5. Solar energy systems are not difficult to install. It is, however, necessary that these systems be properly sized, sited, mounted, equipped, and maintained to ensure their economic viability. It is recommended that the homeowner have such systems installed by a reputable certified dealer. For those people who are construction savvy, however, very good installation guide books are available. Although this book contains information on siting and sizing a system to address the economic feasibility of using solar as a “green energy” solution, it does not address detailed installation procedures. Its main premise is to provide a technical and economic set of guidelines.
The use of solar energy to heat water for domestic use as well as to provide electricity is questioned because it is unfamiliar and not considered to be conventional. There appears to be a mental block against using new methods to replace the conventional ones because of the lack of education. Everyone is familiar with the older methods using gas, electric hot water tanks, and furnaces, and feels “comfortable” with them. It is now time, however, to understand the newer methods of employing these alternative energies. Increasing the use of solar DHW and solar PV is a viable first step in energy independence, which also reduces fossil fuel consumption, leaving more fossil fuels in the ground, and thereby lessening our carbon emissions.
Cost considerations can be made by contacting a state certified installer or dealer to provide a design plan and purchase estimate, normally free of charge. Before you request an estimate, however, it is advisable that you understand a few basic solar and investment fundamentals. You can then make a comprehensive decision as to whether or not you can benefit from the use of solar energy. In other words, it is always a good idea to have some knowledge about a subject when you are going to discuss it with someone, simply because ultimately you will have a more in-depth conversation and better understanding before making a financial commitment.

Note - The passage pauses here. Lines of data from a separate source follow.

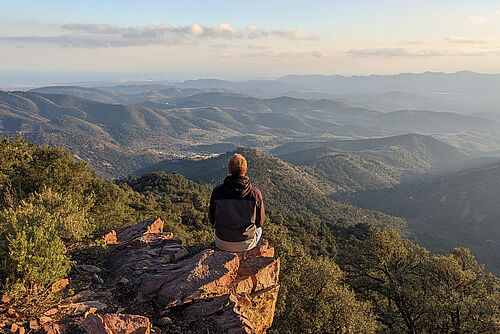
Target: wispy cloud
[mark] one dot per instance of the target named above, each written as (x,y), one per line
(476,19)
(104,35)
(275,54)
(406,52)
(468,40)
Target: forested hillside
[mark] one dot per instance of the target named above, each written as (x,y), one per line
(120,133)
(377,163)
(287,188)
(339,273)
(458,208)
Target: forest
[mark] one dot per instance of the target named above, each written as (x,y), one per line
(339,275)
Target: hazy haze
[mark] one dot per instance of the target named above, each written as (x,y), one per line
(95,40)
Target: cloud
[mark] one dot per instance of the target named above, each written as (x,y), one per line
(293,34)
(104,35)
(479,20)
(468,40)
(283,54)
(405,52)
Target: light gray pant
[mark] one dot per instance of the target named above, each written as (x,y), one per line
(239,246)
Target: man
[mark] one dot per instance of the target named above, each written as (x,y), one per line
(236,209)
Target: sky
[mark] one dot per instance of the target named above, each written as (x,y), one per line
(48,41)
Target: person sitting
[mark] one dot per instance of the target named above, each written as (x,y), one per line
(236,209)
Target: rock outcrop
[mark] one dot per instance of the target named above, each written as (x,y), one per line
(145,281)
(153,284)
(215,290)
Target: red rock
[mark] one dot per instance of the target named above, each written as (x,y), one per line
(116,324)
(89,268)
(33,324)
(43,320)
(59,285)
(12,313)
(261,250)
(5,299)
(86,295)
(148,226)
(51,312)
(257,273)
(54,329)
(110,238)
(86,306)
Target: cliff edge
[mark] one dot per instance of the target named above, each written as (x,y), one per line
(148,282)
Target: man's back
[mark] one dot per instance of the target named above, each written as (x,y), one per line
(237,212)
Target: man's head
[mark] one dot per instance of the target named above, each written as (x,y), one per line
(237,165)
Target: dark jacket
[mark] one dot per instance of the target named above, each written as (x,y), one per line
(236,209)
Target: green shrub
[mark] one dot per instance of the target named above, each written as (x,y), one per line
(33,252)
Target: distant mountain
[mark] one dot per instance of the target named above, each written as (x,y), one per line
(375,163)
(156,129)
(134,94)
(285,187)
(459,209)
(83,92)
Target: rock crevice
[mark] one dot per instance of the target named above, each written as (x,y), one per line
(212,290)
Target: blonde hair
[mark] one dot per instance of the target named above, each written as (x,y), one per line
(237,165)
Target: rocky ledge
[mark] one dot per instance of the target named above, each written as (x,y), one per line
(149,283)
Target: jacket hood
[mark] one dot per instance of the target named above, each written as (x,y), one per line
(237,185)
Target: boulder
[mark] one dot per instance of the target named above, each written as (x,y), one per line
(207,274)
(86,295)
(116,324)
(148,226)
(211,291)
(54,329)
(59,285)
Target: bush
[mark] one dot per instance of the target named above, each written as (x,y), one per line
(33,252)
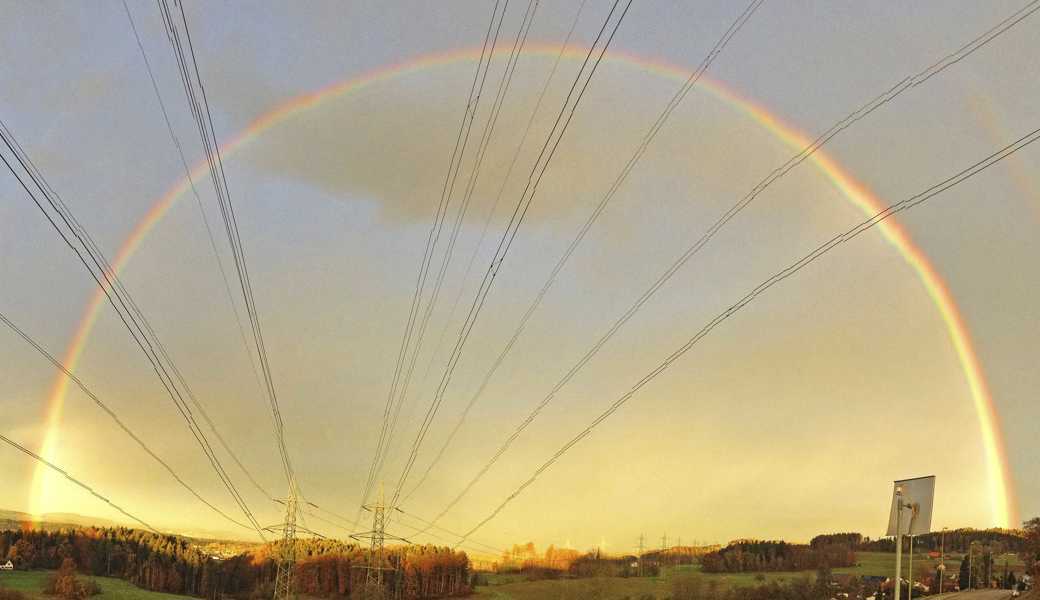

If it is not a practical application in both function and cost, then solar is not a solution. If it is concluded that solar might be a viable alternative after reading this book, then at least an informed decision can then be made on whether or not to invest in a system.
The sun has provided us with stored chemical energy in the form of fossil fuels, which constantly is being depleted, and this depletion is responsible for escalated social and economic issues. To curtail these adversities, the direct application of the sun’s radiant energy to alternative conversion processes such as PV, photochemical, thermoelectric, and heat must be developed and utilized continuously. An economic first application involves the use of solar collectors to convert the sun’s radiant energy into heat energy for domestic water heating and electricity. We should now take the opportunity to use the most vast, continuing energy resource available to us on a worldwide basis: our sun.